Sebagai novel terjemahan, tidak terlalu mudah untuk memahami narasi dan dialognya. Butuh sedikit tenaga untuk mencerna isi novel ini. Alur cerita yang hampir datar dan minim suspensi, ditambah karakter Meursault yang datar dan minim ekspresi membutuhkan kesabaran lebih untuk menuntaskan novel tipis ini. Meskipun demikian bahasa yang digunakan cukup liris dan indah. Selain itu, Orang Asing merupakan perwujudan  pemikiran Albert Camus tentang filsafat absurd. Novel ini merupakan karya sastra sekaligus filsafat kata Prof. Benny H. Hoed, guru besar FIB UI.

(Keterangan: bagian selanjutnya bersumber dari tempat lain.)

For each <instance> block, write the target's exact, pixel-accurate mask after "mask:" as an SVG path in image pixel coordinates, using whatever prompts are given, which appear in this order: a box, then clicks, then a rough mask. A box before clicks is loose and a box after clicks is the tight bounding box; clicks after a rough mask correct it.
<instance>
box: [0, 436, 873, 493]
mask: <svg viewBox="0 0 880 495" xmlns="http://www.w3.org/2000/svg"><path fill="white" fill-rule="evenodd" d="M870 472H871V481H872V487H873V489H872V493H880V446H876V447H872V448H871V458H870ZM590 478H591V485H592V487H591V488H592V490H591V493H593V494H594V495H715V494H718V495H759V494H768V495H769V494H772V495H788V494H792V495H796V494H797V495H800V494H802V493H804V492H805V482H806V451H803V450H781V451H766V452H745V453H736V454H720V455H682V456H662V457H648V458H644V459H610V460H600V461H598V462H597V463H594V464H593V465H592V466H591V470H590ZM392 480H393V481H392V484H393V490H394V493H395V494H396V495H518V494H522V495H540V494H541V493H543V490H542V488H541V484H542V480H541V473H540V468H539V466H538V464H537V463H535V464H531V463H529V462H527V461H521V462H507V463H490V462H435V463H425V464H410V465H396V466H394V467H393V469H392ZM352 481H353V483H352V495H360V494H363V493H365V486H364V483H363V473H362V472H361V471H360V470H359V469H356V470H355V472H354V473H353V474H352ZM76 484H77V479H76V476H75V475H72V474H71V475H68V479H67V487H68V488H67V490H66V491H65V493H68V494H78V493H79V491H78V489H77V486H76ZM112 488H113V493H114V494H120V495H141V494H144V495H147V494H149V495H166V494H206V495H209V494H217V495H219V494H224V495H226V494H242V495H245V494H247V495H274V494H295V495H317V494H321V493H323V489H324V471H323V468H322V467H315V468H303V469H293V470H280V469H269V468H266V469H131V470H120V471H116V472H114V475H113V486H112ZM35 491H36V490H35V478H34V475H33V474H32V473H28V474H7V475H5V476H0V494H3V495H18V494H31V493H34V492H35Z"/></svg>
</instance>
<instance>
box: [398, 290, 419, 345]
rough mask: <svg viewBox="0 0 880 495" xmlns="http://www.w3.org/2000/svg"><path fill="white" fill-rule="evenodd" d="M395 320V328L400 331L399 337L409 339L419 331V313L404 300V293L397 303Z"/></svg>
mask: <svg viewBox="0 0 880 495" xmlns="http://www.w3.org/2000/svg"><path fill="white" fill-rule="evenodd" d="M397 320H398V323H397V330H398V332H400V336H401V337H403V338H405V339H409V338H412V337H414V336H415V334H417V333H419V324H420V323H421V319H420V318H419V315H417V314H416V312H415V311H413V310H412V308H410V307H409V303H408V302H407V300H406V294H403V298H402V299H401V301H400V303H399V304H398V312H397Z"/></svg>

Saya tidak menyarankan anak-anak dan remaja untuk membaca novel ini. Orang dewasa pun harus hati-hati dengan aliran absurdisme Camus. Bila terpengaruh maka jadilah Absurd. Tetapi bila sudah merasa punya pijakan yang kuat dan kokoh, Novel ini bisa menjadi pertimbangan untuk mengadu konsep-konsep hidup yang sudah ada di tempurung kepala masing-masing. Saya menyarankan untuk kaum pecinta kebijaksanaan untuk membaca novel ini, sebab disini banyak pergumulan tentang itu. Camus tidak berusaha untuk mendoktrin atau menyuntikkan dogma-dogmanya. Ia hanya memaparkan Meursault yang terasing dalam segala hal. Mersault tidak hanya terasing di Aljazair,tetapi juga asing terhadap kebudayaan, tata cara masyarakatnya, asing terhadap dunia, asing terhadap waktu, bahkan asing terhadap dirinya sendiri.

Mengingat itu saya teringat hadits nabi :

Berkata Rasulullah SAW : “Islam itu bermula dalam keadaan asing (gharib) dan akan kembali asing sebagaimana permulaannya. Maka beruntunglah orang-orang yang asing itu (ghuraba’).” (Hadis Riwayat Muslim, Shohih Muslim, Kitabul Iman, 1/350, no. 208 (Dari Abu Hurairah). Ibnu Majah, Sunan Ibni Majah, Kitabul Fitan, 11/485, no. 3976 (Dari Abu Harairah). Hadis Riwayat Ahmad, Musnad Ahmad, 34/25, no. 16094 (Dari 'Abdurrahman B. Sannah)).

Resensi ini hanya mengutip dari berbagai sumber.